Last month, she joined a group called the Daring Bakers in making a hazelnut genoise. Sounds great, right? Except the recipe kind of sucked. She said so, in no uncertain terms. It was hilarious. So in her honor, and in the same vein:

Why the Sharffengerger Dark Chocolate Ice Cream Recipe Is No Good:

1. It calls for 3.5 ounces of 62% bittersweet chocolate. That's one bar plus half an ounce. Nice.

2. The recipe says to whisk 4 egg yolks with 3/4 of a cup of sugar, then add 1/4cup plus 3 tablespoons of cocoa. Fine.

This is going to be the base of a custard. That means that after I mix them all up I'll need to add hot milk slowly to "temper" the custard. If I fail, I get scrambled eggs. The best way to avoid failure is to whisk constantly while streaming in a bit of hot milk.

Now, think about those proportions, dry to wet. They don't work. Sugar plus egg yolks works fine, you get just the sort of paste you'd want for tempering. Add the cocoa, though, and you get a totally unmanageable, thick goo that solidifies inside your balloon whisk so you cannot even stir, much less whisk.

Goodbye, keep it moving. Goodbye, proper tempering. Hello! Little flecks of scrambled eggs in the strainer. I couldn't even get it out with my spatula, or off the spatula once I ground some off the whisk.

3. The recipe calls for making a quick dark caramel. The quantities are: 2 tablespoons of sugar to 2 teaspoons of water.

You heat that on high and when it's dark brown you drizzle it into the warm chocolate custard mixture. I'm not sure what this is supposed to accomplish. At dark caramel, what you've got is basically hard-ball stage candy. It hits a cooler liquid and it...solidifies! Obviously.

So you're whisking in strings of hard candy. The recipe says "may need to strain." Uh, yeah. And you'll strain that caramel right out, genius.
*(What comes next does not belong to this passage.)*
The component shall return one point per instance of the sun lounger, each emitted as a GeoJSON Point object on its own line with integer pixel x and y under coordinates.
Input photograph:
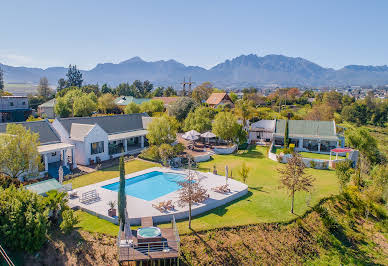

It will also stick to your spoon/spatula. It will also make such a tiny amount of caramel that you can't really get it out of your smallest pan, so it will be stuck to the sides requiring much soaking and one whole scrubby pad for cleaning.

The base looks not-so-good. It's cooling. Then I'll chill it. Then I'll churn it. Then I'll freeze it hard. Then, finally, after doing an entire double sink worth of dishes thanks to the enormous mess this travesty has created, I'll taste it.

Charles said, "Why not wait to rant until you taste it?" Becuase it's chocolate ice cream. Not an exotic flavor or even an unusual ingredient. I can buy it anytime I want. So how good will it have to be to justify all the effort and frustration? It had better be ambrosia.